What You Should Know About the Down Syndrome Video: '50 Mums | 50 Kids | 1 Extra Chromosome'
It all started with a group of proud parents who have been told across the media that children like theirs would be better off “screened out.”
A mum of a 4-year-old who has Down syndrome saw a “Singing Hands” carpool karaoke video signed with Makaton, a simplified form of British Sign Language, and thought how amazing it would be to replicate the idea with other mums and their young children who also have an extra chromosome.
The song in question is the multiplatinum soundtrack to the “Twilight” films: “A Thousand Years,” by Christina Perri. The mums are all part of a Facebook group known as “Designer Genes,” created for parents who have a child with Down syndrome born in 2013/14.
The “Singing Hands” videos have helped many in the group learn Makaton for supporting their children’s communication development. Makaton is designed to help hearing people with learning or communication difficulties using signs and symbols alongside speech.
Thoughts became a reality, and before long, over 50 mums had filmed themselves in their cars and uploaded their videos.

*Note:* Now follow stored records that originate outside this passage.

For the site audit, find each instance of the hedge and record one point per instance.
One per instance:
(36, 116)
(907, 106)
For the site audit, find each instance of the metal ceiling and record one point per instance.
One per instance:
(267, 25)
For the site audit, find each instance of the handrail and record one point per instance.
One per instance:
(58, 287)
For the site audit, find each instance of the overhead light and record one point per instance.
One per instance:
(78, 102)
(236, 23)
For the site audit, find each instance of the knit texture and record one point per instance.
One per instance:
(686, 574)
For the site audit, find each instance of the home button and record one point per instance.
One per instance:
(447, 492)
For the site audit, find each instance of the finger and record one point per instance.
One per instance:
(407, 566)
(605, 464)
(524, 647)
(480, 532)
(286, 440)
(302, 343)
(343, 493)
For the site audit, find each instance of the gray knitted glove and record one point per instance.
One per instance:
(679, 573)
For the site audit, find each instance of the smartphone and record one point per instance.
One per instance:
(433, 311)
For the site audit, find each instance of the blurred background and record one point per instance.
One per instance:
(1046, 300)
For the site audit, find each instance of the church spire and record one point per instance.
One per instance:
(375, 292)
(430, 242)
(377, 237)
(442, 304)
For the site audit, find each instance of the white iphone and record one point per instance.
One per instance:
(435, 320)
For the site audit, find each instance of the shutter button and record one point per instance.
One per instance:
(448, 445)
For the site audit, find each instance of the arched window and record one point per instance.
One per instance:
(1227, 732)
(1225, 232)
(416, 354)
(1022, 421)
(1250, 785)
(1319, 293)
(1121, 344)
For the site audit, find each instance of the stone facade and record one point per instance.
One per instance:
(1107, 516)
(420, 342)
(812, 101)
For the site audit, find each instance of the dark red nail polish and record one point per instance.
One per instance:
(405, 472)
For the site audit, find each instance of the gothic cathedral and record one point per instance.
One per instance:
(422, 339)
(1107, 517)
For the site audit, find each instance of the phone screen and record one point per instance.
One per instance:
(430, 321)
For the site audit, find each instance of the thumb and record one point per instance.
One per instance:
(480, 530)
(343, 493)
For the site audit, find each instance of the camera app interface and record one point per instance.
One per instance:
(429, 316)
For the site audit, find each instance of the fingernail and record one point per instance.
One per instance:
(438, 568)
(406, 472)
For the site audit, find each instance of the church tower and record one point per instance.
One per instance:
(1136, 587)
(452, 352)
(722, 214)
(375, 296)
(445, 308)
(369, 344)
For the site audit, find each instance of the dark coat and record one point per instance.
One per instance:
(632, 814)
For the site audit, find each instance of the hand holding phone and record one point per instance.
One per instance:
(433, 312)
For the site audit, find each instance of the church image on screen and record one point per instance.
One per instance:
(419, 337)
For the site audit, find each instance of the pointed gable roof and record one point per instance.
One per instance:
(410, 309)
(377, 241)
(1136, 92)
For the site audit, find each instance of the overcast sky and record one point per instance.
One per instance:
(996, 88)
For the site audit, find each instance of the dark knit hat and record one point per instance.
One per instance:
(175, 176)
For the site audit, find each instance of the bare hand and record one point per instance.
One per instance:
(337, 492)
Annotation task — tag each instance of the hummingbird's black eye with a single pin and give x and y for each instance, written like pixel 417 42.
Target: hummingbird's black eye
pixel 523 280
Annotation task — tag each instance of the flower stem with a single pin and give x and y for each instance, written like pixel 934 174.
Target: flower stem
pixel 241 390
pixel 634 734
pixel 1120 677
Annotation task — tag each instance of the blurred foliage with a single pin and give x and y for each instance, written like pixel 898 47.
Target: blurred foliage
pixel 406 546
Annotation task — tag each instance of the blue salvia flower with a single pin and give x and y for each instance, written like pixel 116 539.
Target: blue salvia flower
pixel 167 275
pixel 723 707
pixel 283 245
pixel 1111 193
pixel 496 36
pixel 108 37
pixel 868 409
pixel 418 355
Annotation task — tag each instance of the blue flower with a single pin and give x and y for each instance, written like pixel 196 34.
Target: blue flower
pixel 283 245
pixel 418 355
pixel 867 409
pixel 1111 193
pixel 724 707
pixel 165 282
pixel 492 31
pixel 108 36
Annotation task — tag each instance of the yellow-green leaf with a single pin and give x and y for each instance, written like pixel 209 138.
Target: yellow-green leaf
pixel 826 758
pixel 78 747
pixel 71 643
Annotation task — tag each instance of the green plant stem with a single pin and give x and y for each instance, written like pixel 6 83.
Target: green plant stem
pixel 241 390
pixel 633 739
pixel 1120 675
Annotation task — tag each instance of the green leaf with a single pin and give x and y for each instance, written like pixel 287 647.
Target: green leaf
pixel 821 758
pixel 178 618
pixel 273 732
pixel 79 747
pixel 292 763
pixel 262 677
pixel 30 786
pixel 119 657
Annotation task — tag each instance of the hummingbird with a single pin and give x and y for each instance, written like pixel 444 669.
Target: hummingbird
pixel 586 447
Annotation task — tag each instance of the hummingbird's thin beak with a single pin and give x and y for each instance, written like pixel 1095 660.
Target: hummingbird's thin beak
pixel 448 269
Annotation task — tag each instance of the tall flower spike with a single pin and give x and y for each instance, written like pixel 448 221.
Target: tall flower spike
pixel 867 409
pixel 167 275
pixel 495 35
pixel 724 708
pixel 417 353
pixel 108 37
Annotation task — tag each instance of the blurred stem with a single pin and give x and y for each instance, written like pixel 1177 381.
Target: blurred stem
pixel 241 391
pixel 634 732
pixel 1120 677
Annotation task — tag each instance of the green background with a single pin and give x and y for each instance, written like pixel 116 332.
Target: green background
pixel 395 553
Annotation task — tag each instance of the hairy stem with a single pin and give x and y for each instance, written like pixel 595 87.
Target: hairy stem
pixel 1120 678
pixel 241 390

When a dad in the group pulled all those clips together, the result was astonishing: a guaranteed positive tear-jerker that visualized every conceivable message about disability, diversity and inclusion without having to say a word.
Within 24 hours of the first draft being posted in secret (and behind a password) it already had 1,500 views and the group knew they had a potential hit for the upcoming World Down’s Syndrome Day — an annual worldwide campaign on the 21st March, sharing positive messages and dispelling myths about the condition.
In an attempt to avoid copyright issues, the group contacted the original artist, Christina Perri, via her husband, Paul Costabile, on Twitter. Within an hour, the LA based couple were declaring their heartfelt support for the idea, committing their multi-million social media following and waiving any copyright claim to the music in support of the campaign.
In a bizarre twist of fate and serendipity, the artist’s husband, Paul Costabile, went on to declare he is a life-long advocate of children with disabilities, in particular Down syndrome, and had in fact produced the iconic film, “More Alike Than Different,” with his sister for World Down Syndrome Day in 2015. He also indicated he is involved in an event in New York this year for kids with Down syndrome to coincide with World Down Syndrome Day 2018.
Becky Carless, mother to 4-year-old Archie said, “We believe this video really does have the potential to be the most viewed across the world on World Down Syndrome Day this year, so we urge everyone to share share share to help us make it a success!”
The video, called “50 Mums|50 Kids|1 Extra Chromosome,” went live to the public on Friday, March 16, in advance of this year’s World Down Syndrome Day and seeks to popularize the social media hashtag #wouldntchangeathing, because that’s exactly what 97 percent of people with Down’s Syndrome and their families report.